I. IDENTIFYING INFORMATION
Title* Swedish FrameNet v1.0
Subtitle Swedish FrameNet for describing and documenting Swedish lexical entries, containing sentences annotated manually with semantic information and automatically with morphosyntactic information.
Created by* Dana Dannélls (dana.dannells@svenska.gu.se), Maria Toporowska Gronostaj, Karin Friberg Heppin, and others.
Publisher(s)* Språkbanken Text (sb-info@svenska.gu.se)

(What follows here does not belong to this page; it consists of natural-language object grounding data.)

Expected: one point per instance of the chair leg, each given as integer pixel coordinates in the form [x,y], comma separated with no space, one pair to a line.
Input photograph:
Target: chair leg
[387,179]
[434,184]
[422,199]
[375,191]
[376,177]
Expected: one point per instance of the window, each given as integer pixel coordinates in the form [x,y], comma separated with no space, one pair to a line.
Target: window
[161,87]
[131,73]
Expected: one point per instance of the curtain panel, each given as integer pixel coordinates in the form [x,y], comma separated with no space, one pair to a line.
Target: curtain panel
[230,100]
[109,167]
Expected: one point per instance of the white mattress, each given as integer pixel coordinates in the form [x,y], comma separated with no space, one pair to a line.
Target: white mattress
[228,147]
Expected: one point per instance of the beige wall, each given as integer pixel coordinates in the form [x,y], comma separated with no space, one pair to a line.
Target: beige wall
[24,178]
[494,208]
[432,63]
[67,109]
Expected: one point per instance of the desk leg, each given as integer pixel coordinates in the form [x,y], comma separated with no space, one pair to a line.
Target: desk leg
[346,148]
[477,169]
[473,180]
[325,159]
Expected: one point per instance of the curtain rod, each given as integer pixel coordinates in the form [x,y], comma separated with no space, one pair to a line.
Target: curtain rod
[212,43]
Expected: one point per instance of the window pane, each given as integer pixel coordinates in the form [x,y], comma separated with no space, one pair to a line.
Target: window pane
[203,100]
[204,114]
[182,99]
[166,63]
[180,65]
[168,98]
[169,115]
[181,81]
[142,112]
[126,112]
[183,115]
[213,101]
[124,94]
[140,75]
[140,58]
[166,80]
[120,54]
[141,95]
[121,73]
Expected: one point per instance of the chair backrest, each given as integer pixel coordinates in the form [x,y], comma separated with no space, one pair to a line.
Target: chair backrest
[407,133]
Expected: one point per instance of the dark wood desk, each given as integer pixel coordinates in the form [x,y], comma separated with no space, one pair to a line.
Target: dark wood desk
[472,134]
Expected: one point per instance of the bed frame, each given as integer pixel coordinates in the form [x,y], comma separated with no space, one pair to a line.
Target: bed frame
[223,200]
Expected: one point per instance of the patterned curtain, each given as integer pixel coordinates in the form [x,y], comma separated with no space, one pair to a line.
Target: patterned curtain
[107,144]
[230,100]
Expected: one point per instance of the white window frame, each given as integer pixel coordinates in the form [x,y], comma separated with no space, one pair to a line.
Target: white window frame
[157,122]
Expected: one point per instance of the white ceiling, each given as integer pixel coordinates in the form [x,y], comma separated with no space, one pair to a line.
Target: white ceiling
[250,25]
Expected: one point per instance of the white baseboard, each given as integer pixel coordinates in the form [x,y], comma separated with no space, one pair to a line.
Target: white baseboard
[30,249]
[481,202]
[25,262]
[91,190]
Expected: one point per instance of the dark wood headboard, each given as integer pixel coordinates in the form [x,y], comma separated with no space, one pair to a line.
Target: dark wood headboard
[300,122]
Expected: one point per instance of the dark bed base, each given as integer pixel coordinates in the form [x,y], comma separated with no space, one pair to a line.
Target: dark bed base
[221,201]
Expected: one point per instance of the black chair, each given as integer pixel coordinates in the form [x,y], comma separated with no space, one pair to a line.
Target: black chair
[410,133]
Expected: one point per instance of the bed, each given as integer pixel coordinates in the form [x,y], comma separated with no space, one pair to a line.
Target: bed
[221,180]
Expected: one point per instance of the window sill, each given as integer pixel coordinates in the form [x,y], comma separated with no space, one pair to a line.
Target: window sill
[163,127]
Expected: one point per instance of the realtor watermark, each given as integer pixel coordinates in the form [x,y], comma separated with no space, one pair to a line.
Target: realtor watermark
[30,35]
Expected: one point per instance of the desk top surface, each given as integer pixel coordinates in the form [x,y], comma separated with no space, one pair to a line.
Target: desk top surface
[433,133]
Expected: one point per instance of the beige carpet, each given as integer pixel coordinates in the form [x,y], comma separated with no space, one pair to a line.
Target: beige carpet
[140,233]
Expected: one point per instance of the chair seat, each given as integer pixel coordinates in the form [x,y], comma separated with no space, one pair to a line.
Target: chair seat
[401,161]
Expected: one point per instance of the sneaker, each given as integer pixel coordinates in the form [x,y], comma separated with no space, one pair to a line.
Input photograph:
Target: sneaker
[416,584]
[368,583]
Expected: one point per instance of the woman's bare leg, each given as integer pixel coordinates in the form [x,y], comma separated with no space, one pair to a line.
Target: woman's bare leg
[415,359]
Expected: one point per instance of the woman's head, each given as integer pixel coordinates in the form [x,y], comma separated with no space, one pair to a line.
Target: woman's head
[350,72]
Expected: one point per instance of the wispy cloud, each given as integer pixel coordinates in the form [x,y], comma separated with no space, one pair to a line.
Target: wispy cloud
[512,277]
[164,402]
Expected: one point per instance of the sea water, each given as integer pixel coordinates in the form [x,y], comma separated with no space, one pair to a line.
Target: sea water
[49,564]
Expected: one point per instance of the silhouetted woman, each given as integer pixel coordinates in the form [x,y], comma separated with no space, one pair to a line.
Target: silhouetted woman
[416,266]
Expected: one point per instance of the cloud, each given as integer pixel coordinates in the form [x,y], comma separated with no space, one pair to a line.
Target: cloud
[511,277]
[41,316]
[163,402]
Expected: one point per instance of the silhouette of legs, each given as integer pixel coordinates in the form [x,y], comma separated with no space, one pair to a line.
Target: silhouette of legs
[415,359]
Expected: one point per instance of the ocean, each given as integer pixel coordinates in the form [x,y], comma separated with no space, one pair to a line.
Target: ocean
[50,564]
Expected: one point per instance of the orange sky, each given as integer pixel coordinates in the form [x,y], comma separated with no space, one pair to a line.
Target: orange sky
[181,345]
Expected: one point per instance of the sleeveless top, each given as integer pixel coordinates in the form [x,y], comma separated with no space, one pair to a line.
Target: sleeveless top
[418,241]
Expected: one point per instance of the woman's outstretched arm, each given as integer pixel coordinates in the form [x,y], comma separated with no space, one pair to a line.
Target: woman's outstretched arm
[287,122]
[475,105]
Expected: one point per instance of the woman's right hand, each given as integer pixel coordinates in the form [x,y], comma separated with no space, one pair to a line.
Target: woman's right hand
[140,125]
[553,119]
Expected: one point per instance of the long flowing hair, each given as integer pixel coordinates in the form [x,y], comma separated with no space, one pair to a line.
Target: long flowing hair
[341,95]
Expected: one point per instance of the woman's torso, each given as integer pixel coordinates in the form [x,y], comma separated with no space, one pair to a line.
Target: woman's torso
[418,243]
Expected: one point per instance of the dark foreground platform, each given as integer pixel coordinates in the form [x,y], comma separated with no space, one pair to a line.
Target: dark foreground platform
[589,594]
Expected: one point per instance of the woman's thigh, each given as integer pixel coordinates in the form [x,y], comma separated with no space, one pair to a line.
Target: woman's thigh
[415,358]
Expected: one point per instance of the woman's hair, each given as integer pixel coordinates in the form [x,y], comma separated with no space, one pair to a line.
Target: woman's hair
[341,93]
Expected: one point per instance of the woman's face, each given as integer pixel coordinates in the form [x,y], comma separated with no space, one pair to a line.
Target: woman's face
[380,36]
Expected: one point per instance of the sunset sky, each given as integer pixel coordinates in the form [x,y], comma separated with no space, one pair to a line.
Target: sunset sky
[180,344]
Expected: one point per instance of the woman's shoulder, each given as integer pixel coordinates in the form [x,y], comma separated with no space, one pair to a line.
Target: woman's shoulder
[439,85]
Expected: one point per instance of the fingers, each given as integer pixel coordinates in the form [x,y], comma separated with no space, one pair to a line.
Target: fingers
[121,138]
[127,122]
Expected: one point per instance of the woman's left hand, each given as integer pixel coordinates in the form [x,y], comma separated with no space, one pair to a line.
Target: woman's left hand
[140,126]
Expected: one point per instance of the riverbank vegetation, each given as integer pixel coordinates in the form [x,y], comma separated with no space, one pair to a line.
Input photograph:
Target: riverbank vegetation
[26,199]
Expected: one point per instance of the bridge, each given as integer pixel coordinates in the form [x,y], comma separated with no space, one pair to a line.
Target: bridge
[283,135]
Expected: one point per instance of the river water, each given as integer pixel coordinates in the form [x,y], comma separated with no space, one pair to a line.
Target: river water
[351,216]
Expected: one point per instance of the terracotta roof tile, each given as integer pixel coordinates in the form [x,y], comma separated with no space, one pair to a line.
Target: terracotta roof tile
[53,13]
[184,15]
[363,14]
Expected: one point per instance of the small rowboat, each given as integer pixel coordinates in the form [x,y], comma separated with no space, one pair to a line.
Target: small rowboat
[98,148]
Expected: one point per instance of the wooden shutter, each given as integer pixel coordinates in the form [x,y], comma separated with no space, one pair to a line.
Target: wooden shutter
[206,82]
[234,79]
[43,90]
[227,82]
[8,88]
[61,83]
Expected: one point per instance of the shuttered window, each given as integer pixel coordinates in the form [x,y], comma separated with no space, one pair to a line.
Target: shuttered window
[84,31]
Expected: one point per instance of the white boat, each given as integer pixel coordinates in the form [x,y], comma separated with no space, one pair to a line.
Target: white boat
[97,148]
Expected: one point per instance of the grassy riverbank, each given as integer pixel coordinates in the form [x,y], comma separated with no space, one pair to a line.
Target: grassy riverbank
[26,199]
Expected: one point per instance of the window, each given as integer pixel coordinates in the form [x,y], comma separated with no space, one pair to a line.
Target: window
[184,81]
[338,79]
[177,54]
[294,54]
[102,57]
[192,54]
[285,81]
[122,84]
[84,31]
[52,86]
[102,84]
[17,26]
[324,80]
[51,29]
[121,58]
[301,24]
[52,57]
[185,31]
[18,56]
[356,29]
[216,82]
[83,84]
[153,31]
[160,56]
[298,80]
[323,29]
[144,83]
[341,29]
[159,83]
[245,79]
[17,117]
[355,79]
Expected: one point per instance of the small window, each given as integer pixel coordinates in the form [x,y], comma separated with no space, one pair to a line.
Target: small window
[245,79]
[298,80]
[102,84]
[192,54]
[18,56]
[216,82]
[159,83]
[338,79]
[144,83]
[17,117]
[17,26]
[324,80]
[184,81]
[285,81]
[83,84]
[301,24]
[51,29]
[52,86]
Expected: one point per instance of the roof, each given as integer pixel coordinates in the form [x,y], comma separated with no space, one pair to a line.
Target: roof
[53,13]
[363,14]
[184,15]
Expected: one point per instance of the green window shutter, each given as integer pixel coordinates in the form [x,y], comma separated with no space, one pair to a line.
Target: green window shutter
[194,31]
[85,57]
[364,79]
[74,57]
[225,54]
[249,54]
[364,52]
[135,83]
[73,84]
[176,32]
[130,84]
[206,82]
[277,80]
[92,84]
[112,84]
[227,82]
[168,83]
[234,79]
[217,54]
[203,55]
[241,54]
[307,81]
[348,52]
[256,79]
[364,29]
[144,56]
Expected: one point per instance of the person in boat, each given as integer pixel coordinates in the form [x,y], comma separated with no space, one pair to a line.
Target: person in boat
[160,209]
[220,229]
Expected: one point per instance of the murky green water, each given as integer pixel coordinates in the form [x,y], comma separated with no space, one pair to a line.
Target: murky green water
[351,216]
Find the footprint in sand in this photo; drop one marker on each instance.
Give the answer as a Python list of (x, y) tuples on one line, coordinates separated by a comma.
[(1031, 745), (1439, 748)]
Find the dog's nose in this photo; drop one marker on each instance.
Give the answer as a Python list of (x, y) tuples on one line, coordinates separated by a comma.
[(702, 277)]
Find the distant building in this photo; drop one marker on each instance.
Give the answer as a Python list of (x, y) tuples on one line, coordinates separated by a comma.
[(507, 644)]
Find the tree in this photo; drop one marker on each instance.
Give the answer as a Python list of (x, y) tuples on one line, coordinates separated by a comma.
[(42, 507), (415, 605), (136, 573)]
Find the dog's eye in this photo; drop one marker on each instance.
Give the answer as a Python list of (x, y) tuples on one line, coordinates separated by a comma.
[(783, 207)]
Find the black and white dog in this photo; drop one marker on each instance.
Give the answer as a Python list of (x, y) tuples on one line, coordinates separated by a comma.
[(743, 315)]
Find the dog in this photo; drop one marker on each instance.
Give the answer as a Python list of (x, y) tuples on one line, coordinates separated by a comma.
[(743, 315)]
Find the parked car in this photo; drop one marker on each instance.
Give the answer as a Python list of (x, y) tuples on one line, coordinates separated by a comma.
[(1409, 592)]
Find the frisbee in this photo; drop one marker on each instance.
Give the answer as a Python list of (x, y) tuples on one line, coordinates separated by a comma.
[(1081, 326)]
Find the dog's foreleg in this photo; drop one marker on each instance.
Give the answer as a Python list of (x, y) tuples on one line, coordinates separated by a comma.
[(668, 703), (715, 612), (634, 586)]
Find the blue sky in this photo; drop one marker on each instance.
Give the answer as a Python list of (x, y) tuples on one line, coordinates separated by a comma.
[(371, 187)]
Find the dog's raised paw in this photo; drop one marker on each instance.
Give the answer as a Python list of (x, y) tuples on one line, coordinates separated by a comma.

Link(s) / permanent identifier(s)* https://spraakbanken.gu.se/resurser/swefn
License(s)* CC BY 4.0
Abstract* Swedish FrameNet (SweFN) is a multi-layered lexical, grammatical and semantic computational resource based on the theory of frame semantics. The resource was created within the Swedish FrameNet++ project. It has been developed in line with Berkeley FrameNet 1.5. In SweFN sentences are annotated manually with semantic information and automatically with morphosyntactic annotations. The resource contains 1,195 semantic frames, 39,212 lexical units linked to Saldo and 9,020 semantically and syntactically annotated sentences.
Funded by* The Swedish Research Council (grant no. 2010–06013) and several other contributing projects
Cite as [1], [2]
Related datasets SweFN has links to several lexical resources at Språkbanken Text: Dalin, Loan Word Typology list, Parole+, Saldo, Simple+, Swesaurus.
II. USAGE
Key applications Information retrieval, Machine translation, Natural language generation, Question answering, Semantic role labeling, Text classification, Textual entailment, Word sense disambiguation.
Intended task(s)/usage(s) Train and evaluate machine learning models, develop semantic role labeling systems.
Recommended evaluation measures Precision, Recall, F-score
Dataset function(s) Training, testing, development
Recommended split(s) 10-fold cross-validation.
III. DATA
Primary data* Text
Language* Swedish
Dataset in numbers* 1,195 Frames, 39,210 Lexical Units and 9,020 semantically and syntactically annotated sentences.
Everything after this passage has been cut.